Allah’a hamd, Resûl’üne salât ve selam olsun.
Aziz Kardeşim,
Başlığı okuduğunda zihninde “Neden Değişmeliyiz?” sorusu belirmiştir mutlaka. Sormuş olduğun bu doğru soruya birlikte cevap vermeye çalışalım.
Neden Değişmeliyiz?
Çünkü İslam, insanı terbiye ederek, arındırarak değiştiren bir dindir. Resûller ve nebiler bunun için kavimlere gönderilmişlerdir. Rabblerinden gelen ayetlerle toplumu arındırma, yani değiştirme mücadelesi vermişlerdir.
“Andolsun ki Allah müminlerin içinde, kendilerinden olan bir Resûl göndermekle onlara iyilikte bulunmuştur. Onlara O’nun ayetlerini okur, onları arındırır ve onlara Kitab’ı ve hikmeti öğretir. Hiç şüphesiz, (Resûl gelmeden) önce apaçık bir sapıklık içindeydiler.”[1]
Ayetten de anlaşıldığı üzere resûllere tabi olacak ve onların yolunda ilerleyecek olan kişiler ayetlerle nefsini arındıran, Kitap’la cehaletini gideren, hikmetle yaşayabilen, yani değişebilen kişilerdir. Değişime kapalı olan, bildiğini okuyan, atadan gördüğünü devam ettiren, nefsî hassasiyetlerini ihlas olarak gören kişilerin nebilerin yoluna uyması çok zordur.
Çünkü meşhur bir sözde de ifade edildiği gibi dün ile bugünü aynı olan helak olmuştur. Dünümüz ve yarınımız aynı olmamalıdır. Bu da gelişimi ve değişimi gerektirir. Gelişmeyen değişemez, değişmeyen gelişemez. Bu hayat kuralıdır.
Örneğin bizler anne ve baba olarak gelişmek zorundayız. Çünkü üzerimizde taşıdığımız bir aile sorumluluğu vardır. Atadan gördüğümüz; mahallemizdeki Ayşe teyzeden ya da köydeki Mehmet ağadan duyduklarımızla aile sorumluluğu yürümüyor. Zorunlu olarak gelişmeliyiz. Buna binaen değişmeliyiz.
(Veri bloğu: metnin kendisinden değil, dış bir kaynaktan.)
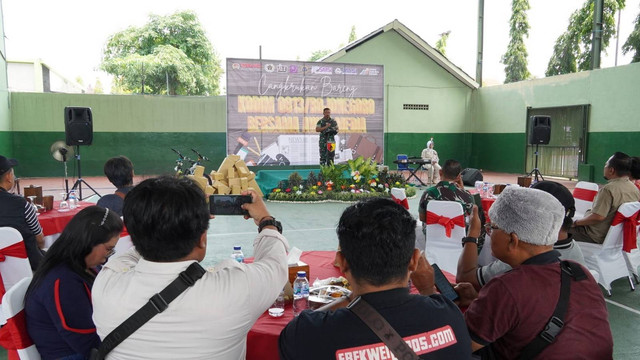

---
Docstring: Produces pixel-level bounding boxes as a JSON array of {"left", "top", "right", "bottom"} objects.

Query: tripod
[
  {"left": 68, "top": 146, "right": 101, "bottom": 200},
  {"left": 527, "top": 144, "right": 545, "bottom": 182}
]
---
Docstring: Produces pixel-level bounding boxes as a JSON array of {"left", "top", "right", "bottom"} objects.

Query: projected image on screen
[{"left": 226, "top": 59, "right": 384, "bottom": 166}]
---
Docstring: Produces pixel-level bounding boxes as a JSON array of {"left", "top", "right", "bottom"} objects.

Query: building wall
[
  {"left": 10, "top": 93, "right": 227, "bottom": 177},
  {"left": 7, "top": 62, "right": 37, "bottom": 92},
  {"left": 0, "top": 2, "right": 11, "bottom": 157},
  {"left": 471, "top": 62, "right": 640, "bottom": 179},
  {"left": 328, "top": 30, "right": 475, "bottom": 168}
]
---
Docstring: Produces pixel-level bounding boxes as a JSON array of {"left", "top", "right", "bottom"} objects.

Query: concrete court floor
[{"left": 3, "top": 171, "right": 639, "bottom": 359}]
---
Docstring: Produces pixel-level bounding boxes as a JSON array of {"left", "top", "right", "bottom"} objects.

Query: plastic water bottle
[
  {"left": 231, "top": 246, "right": 244, "bottom": 263},
  {"left": 292, "top": 271, "right": 309, "bottom": 316},
  {"left": 482, "top": 182, "right": 489, "bottom": 198},
  {"left": 68, "top": 191, "right": 77, "bottom": 209}
]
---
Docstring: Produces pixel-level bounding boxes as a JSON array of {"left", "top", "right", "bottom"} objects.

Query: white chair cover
[
  {"left": 573, "top": 181, "right": 599, "bottom": 220},
  {"left": 424, "top": 201, "right": 465, "bottom": 276},
  {"left": 0, "top": 227, "right": 33, "bottom": 325},
  {"left": 1, "top": 277, "right": 41, "bottom": 359},
  {"left": 577, "top": 202, "right": 640, "bottom": 295}
]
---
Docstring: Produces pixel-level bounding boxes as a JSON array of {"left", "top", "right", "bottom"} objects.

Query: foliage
[
  {"left": 348, "top": 26, "right": 357, "bottom": 43},
  {"left": 502, "top": 0, "right": 531, "bottom": 83},
  {"left": 267, "top": 157, "right": 417, "bottom": 202},
  {"left": 308, "top": 49, "right": 332, "bottom": 61},
  {"left": 435, "top": 31, "right": 451, "bottom": 56},
  {"left": 546, "top": 0, "right": 626, "bottom": 76},
  {"left": 622, "top": 4, "right": 640, "bottom": 62},
  {"left": 101, "top": 10, "right": 222, "bottom": 95},
  {"left": 93, "top": 78, "right": 104, "bottom": 94}
]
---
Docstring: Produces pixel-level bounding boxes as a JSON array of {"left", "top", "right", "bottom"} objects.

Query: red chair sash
[
  {"left": 573, "top": 188, "right": 597, "bottom": 202},
  {"left": 611, "top": 209, "right": 640, "bottom": 252},
  {"left": 392, "top": 197, "right": 409, "bottom": 210},
  {"left": 0, "top": 242, "right": 28, "bottom": 262},
  {"left": 0, "top": 310, "right": 34, "bottom": 354},
  {"left": 425, "top": 211, "right": 465, "bottom": 237},
  {"left": 0, "top": 242, "right": 28, "bottom": 301}
]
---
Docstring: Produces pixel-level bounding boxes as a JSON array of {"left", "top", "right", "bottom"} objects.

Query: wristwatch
[
  {"left": 258, "top": 217, "right": 283, "bottom": 234},
  {"left": 461, "top": 237, "right": 479, "bottom": 247}
]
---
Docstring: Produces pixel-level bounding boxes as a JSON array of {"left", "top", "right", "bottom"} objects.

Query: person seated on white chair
[
  {"left": 456, "top": 180, "right": 588, "bottom": 291},
  {"left": 421, "top": 140, "right": 441, "bottom": 185}
]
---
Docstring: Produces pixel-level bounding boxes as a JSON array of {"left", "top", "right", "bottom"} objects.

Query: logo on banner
[
  {"left": 264, "top": 64, "right": 275, "bottom": 72},
  {"left": 289, "top": 65, "right": 299, "bottom": 73},
  {"left": 344, "top": 67, "right": 358, "bottom": 75},
  {"left": 334, "top": 67, "right": 343, "bottom": 74},
  {"left": 239, "top": 63, "right": 261, "bottom": 71},
  {"left": 276, "top": 64, "right": 288, "bottom": 73},
  {"left": 312, "top": 66, "right": 333, "bottom": 74},
  {"left": 360, "top": 68, "right": 380, "bottom": 76},
  {"left": 231, "top": 63, "right": 240, "bottom": 70}
]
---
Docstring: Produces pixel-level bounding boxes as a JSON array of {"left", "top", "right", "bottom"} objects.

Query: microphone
[{"left": 191, "top": 148, "right": 209, "bottom": 161}]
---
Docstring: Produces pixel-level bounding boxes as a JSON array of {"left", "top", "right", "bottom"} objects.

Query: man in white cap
[
  {"left": 413, "top": 186, "right": 612, "bottom": 358},
  {"left": 457, "top": 186, "right": 612, "bottom": 359},
  {"left": 0, "top": 155, "right": 45, "bottom": 269}
]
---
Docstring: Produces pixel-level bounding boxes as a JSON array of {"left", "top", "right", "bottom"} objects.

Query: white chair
[
  {"left": 0, "top": 227, "right": 33, "bottom": 325},
  {"left": 577, "top": 202, "right": 640, "bottom": 296},
  {"left": 424, "top": 201, "right": 465, "bottom": 276},
  {"left": 573, "top": 181, "right": 599, "bottom": 220},
  {"left": 0, "top": 277, "right": 41, "bottom": 359},
  {"left": 620, "top": 202, "right": 640, "bottom": 283}
]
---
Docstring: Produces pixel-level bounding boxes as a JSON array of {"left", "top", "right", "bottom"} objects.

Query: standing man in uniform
[{"left": 315, "top": 107, "right": 339, "bottom": 166}]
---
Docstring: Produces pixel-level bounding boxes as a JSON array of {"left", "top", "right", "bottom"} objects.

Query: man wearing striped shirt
[{"left": 0, "top": 155, "right": 44, "bottom": 270}]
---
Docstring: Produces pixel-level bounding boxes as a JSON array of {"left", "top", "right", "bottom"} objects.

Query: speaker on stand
[
  {"left": 527, "top": 115, "right": 551, "bottom": 183},
  {"left": 64, "top": 106, "right": 100, "bottom": 200}
]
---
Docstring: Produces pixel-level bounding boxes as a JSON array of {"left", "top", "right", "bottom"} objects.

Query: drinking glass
[
  {"left": 59, "top": 193, "right": 69, "bottom": 211},
  {"left": 268, "top": 289, "right": 285, "bottom": 317},
  {"left": 474, "top": 181, "right": 483, "bottom": 196}
]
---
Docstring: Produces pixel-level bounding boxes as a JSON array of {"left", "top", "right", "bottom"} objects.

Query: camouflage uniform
[
  {"left": 419, "top": 180, "right": 486, "bottom": 238},
  {"left": 316, "top": 117, "right": 338, "bottom": 166}
]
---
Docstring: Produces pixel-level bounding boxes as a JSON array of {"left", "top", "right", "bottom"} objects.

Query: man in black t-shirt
[{"left": 278, "top": 198, "right": 471, "bottom": 360}]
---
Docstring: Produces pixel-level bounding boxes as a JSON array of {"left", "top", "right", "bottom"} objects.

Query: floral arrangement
[{"left": 267, "top": 157, "right": 416, "bottom": 202}]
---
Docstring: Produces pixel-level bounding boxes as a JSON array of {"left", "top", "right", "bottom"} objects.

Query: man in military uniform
[{"left": 315, "top": 107, "right": 339, "bottom": 166}]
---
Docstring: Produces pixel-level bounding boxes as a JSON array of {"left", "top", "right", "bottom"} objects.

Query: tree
[
  {"left": 546, "top": 0, "right": 625, "bottom": 77},
  {"left": 101, "top": 10, "right": 222, "bottom": 95},
  {"left": 308, "top": 49, "right": 332, "bottom": 61},
  {"left": 501, "top": 0, "right": 531, "bottom": 83},
  {"left": 622, "top": 5, "right": 640, "bottom": 62},
  {"left": 348, "top": 26, "right": 357, "bottom": 43},
  {"left": 435, "top": 31, "right": 451, "bottom": 56},
  {"left": 94, "top": 78, "right": 104, "bottom": 94}
]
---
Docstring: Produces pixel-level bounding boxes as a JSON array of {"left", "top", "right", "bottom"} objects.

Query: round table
[{"left": 245, "top": 250, "right": 456, "bottom": 360}]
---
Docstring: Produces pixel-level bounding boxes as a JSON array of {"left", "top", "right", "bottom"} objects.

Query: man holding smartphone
[{"left": 92, "top": 176, "right": 289, "bottom": 359}]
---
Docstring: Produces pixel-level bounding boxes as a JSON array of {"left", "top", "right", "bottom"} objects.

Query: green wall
[
  {"left": 10, "top": 93, "right": 227, "bottom": 177},
  {"left": 472, "top": 62, "right": 640, "bottom": 178},
  {"left": 0, "top": 4, "right": 11, "bottom": 157}
]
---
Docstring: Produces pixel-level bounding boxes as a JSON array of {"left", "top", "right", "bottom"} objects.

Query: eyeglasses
[
  {"left": 484, "top": 223, "right": 501, "bottom": 236},
  {"left": 103, "top": 244, "right": 116, "bottom": 258}
]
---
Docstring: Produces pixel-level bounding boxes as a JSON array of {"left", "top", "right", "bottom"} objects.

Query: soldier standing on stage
[{"left": 315, "top": 108, "right": 339, "bottom": 166}]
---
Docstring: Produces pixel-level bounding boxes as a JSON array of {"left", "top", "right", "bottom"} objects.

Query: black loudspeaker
[
  {"left": 461, "top": 168, "right": 483, "bottom": 186},
  {"left": 529, "top": 115, "right": 551, "bottom": 145},
  {"left": 65, "top": 107, "right": 93, "bottom": 146}
]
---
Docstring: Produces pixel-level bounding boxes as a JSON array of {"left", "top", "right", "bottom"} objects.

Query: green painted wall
[
  {"left": 10, "top": 93, "right": 228, "bottom": 177},
  {"left": 472, "top": 62, "right": 640, "bottom": 177},
  {"left": 0, "top": 5, "right": 11, "bottom": 157},
  {"left": 329, "top": 30, "right": 474, "bottom": 165}
]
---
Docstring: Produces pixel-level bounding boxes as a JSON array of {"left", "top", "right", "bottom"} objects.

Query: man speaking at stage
[{"left": 315, "top": 107, "right": 339, "bottom": 166}]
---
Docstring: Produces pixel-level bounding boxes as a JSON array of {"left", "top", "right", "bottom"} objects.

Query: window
[{"left": 403, "top": 104, "right": 429, "bottom": 110}]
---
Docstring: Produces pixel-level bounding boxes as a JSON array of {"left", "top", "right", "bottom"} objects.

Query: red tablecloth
[
  {"left": 38, "top": 201, "right": 93, "bottom": 236},
  {"left": 245, "top": 250, "right": 456, "bottom": 360}
]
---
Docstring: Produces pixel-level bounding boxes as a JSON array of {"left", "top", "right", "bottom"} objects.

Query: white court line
[
  {"left": 604, "top": 299, "right": 640, "bottom": 316},
  {"left": 211, "top": 227, "right": 336, "bottom": 236}
]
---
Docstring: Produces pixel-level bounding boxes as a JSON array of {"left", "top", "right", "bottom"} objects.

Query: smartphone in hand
[
  {"left": 209, "top": 195, "right": 252, "bottom": 216},
  {"left": 431, "top": 263, "right": 459, "bottom": 302}
]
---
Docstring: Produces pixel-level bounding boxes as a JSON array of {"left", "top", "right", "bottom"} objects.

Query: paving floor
[{"left": 3, "top": 171, "right": 639, "bottom": 359}]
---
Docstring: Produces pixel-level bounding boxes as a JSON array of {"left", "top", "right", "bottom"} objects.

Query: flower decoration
[
  {"left": 285, "top": 188, "right": 291, "bottom": 193},
  {"left": 296, "top": 190, "right": 302, "bottom": 195},
  {"left": 318, "top": 190, "right": 323, "bottom": 195}
]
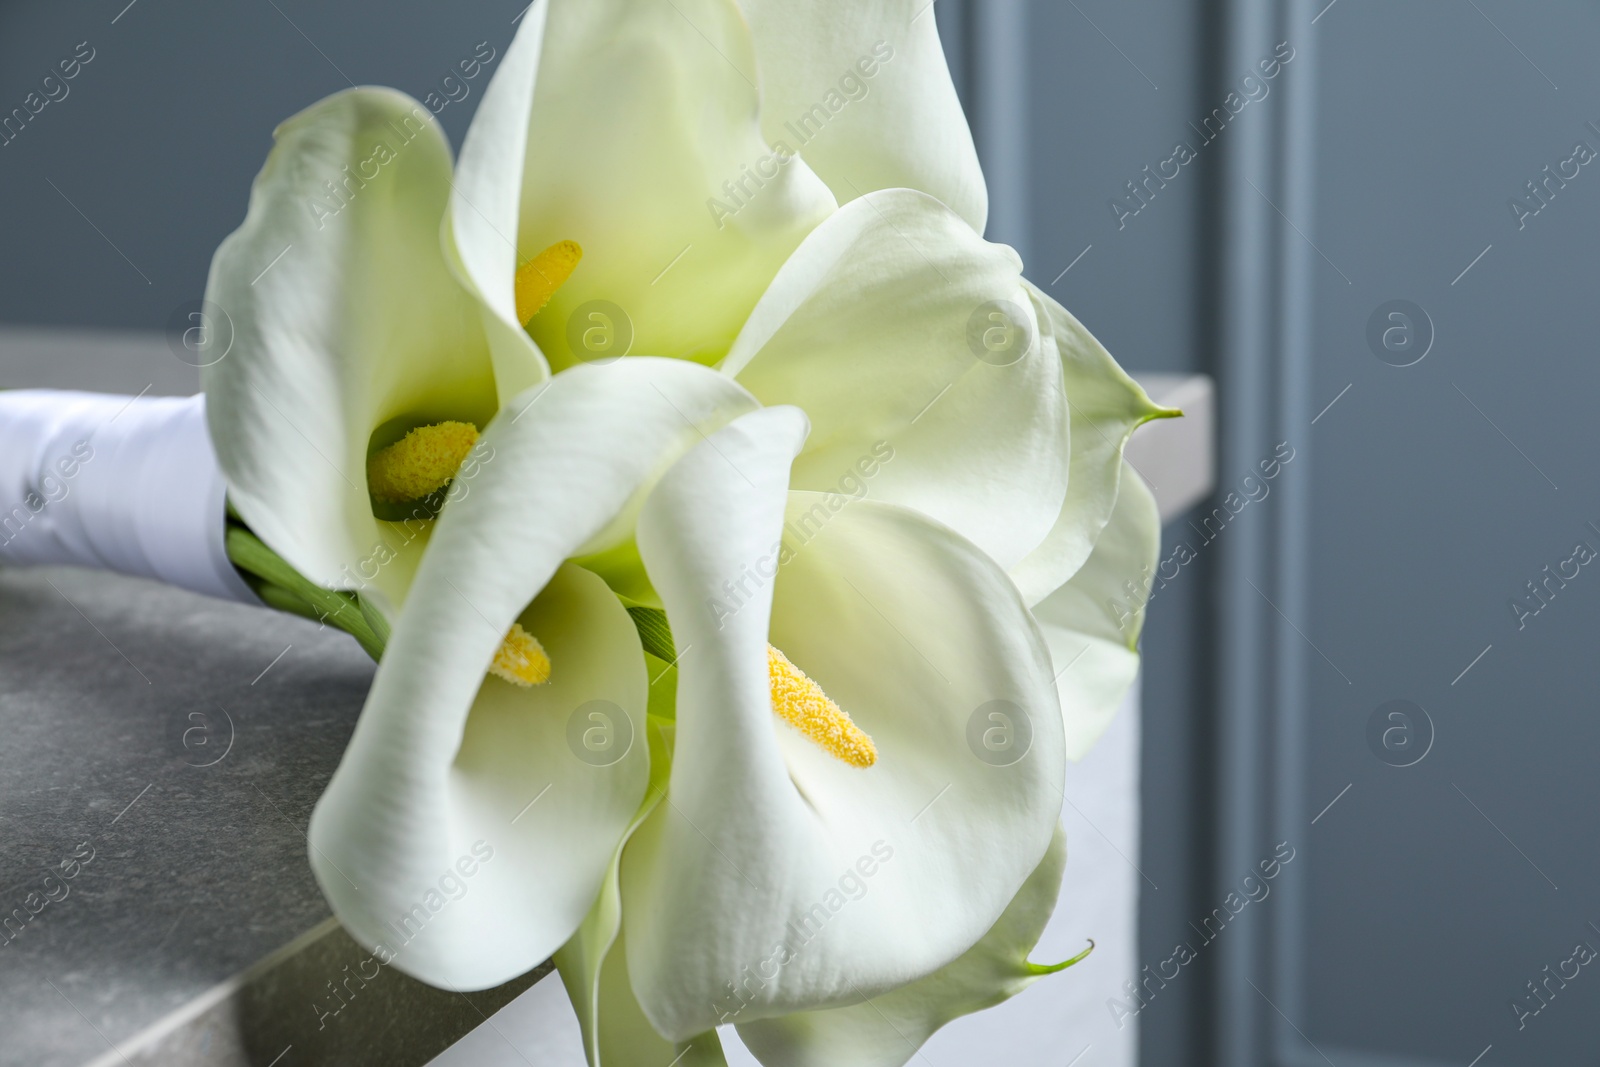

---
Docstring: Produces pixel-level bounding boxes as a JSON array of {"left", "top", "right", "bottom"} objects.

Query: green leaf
[
  {"left": 627, "top": 605, "right": 676, "bottom": 664},
  {"left": 643, "top": 652, "right": 678, "bottom": 723}
]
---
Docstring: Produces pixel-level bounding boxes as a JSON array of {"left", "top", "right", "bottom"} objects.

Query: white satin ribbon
[{"left": 0, "top": 390, "right": 256, "bottom": 603}]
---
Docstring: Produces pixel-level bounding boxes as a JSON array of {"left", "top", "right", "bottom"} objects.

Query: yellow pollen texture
[
  {"left": 515, "top": 240, "right": 583, "bottom": 325},
  {"left": 367, "top": 421, "right": 479, "bottom": 503},
  {"left": 490, "top": 622, "right": 551, "bottom": 687},
  {"left": 767, "top": 645, "right": 877, "bottom": 768}
]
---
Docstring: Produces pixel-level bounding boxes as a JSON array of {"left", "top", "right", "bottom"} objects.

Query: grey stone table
[{"left": 0, "top": 567, "right": 546, "bottom": 1067}]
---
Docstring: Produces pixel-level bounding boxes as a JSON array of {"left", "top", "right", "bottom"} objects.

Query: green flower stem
[
  {"left": 227, "top": 522, "right": 675, "bottom": 675},
  {"left": 224, "top": 521, "right": 389, "bottom": 661}
]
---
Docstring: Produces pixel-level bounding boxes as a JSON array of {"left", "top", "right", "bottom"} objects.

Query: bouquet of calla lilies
[{"left": 0, "top": 2, "right": 1176, "bottom": 1063}]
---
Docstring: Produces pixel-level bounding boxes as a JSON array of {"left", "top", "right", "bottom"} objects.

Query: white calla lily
[
  {"left": 306, "top": 395, "right": 1068, "bottom": 1022},
  {"left": 1009, "top": 282, "right": 1175, "bottom": 605},
  {"left": 306, "top": 358, "right": 757, "bottom": 988},
  {"left": 722, "top": 188, "right": 1066, "bottom": 571},
  {"left": 446, "top": 2, "right": 1122, "bottom": 578},
  {"left": 1035, "top": 462, "right": 1161, "bottom": 759},
  {"left": 737, "top": 0, "right": 988, "bottom": 233},
  {"left": 564, "top": 826, "right": 1079, "bottom": 1067},
  {"left": 737, "top": 823, "right": 1083, "bottom": 1067},
  {"left": 549, "top": 701, "right": 727, "bottom": 1067},
  {"left": 450, "top": 0, "right": 837, "bottom": 373},
  {"left": 204, "top": 87, "right": 525, "bottom": 618},
  {"left": 621, "top": 406, "right": 1065, "bottom": 1037}
]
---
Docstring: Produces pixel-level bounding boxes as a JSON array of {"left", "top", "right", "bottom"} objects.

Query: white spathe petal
[
  {"left": 203, "top": 87, "right": 500, "bottom": 614},
  {"left": 625, "top": 409, "right": 1063, "bottom": 1039},
  {"left": 554, "top": 681, "right": 730, "bottom": 1067},
  {"left": 448, "top": 0, "right": 552, "bottom": 399},
  {"left": 307, "top": 359, "right": 758, "bottom": 989},
  {"left": 739, "top": 0, "right": 987, "bottom": 232},
  {"left": 563, "top": 927, "right": 730, "bottom": 1067},
  {"left": 1034, "top": 464, "right": 1159, "bottom": 760},
  {"left": 724, "top": 190, "right": 1067, "bottom": 571},
  {"left": 1009, "top": 281, "right": 1174, "bottom": 605},
  {"left": 555, "top": 836, "right": 633, "bottom": 1067},
  {"left": 454, "top": 0, "right": 836, "bottom": 372},
  {"left": 554, "top": 706, "right": 673, "bottom": 1067},
  {"left": 737, "top": 823, "right": 1071, "bottom": 1067},
  {"left": 311, "top": 561, "right": 646, "bottom": 990}
]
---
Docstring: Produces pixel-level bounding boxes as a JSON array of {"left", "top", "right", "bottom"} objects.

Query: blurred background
[{"left": 5, "top": 1, "right": 1600, "bottom": 1064}]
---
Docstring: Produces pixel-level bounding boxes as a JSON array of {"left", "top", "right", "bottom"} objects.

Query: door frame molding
[{"left": 1212, "top": 1, "right": 1324, "bottom": 1064}]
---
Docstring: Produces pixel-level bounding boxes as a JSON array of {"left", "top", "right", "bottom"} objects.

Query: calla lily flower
[
  {"left": 739, "top": 0, "right": 988, "bottom": 232},
  {"left": 632, "top": 405, "right": 1064, "bottom": 1034},
  {"left": 735, "top": 823, "right": 1081, "bottom": 1067},
  {"left": 558, "top": 404, "right": 1072, "bottom": 1067},
  {"left": 1011, "top": 285, "right": 1166, "bottom": 758},
  {"left": 449, "top": 0, "right": 1165, "bottom": 581},
  {"left": 203, "top": 87, "right": 524, "bottom": 622},
  {"left": 306, "top": 391, "right": 1076, "bottom": 1065},
  {"left": 306, "top": 357, "right": 757, "bottom": 987},
  {"left": 446, "top": 0, "right": 1173, "bottom": 756}
]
Bu iki durum hasıl olursa aile ortamımız daha güzel olacaktır.
Davetçi kardeşimizin penceresinden bakalım. Dünyanın hızlı değişimiyle insanların ilgi odağı da her yönüyle değişiyor. Kardeşimizin de bu değişimin içerisinde davet için kullandığı üslubunu ve materyallerini vakıaya uygun olarak değiştirmesi gerekir. Ki davetini anlaşılır bir şekilde insanlara ulaştırmış olsun.
Çünkü insan tecrübe kazanan ve olgunlaşan bir varlıktır. Bu doğrultuda değişmediği zaman doğruya ve en faydalı olana ulaşması da mümkün değildir. Örneğin eğitim alanında öğretmen olarak çalışan kardeşimiz zaman içerisinde hem olgunlaşacak hem de işine dair birçok tecrübe edinmiş olacaktır. Tecrübesi doğrultusunda değişmek zorundadır. Ki daha tecrübe sahibi olsun ve en faydalı olana ulaşmış olsun. Tecrübelerini dikkate almayan bir kişi değişmediği gibi o işe dair motivasyonunu da kaybeder ve kendisiyle çelişki yaşamaya başlar.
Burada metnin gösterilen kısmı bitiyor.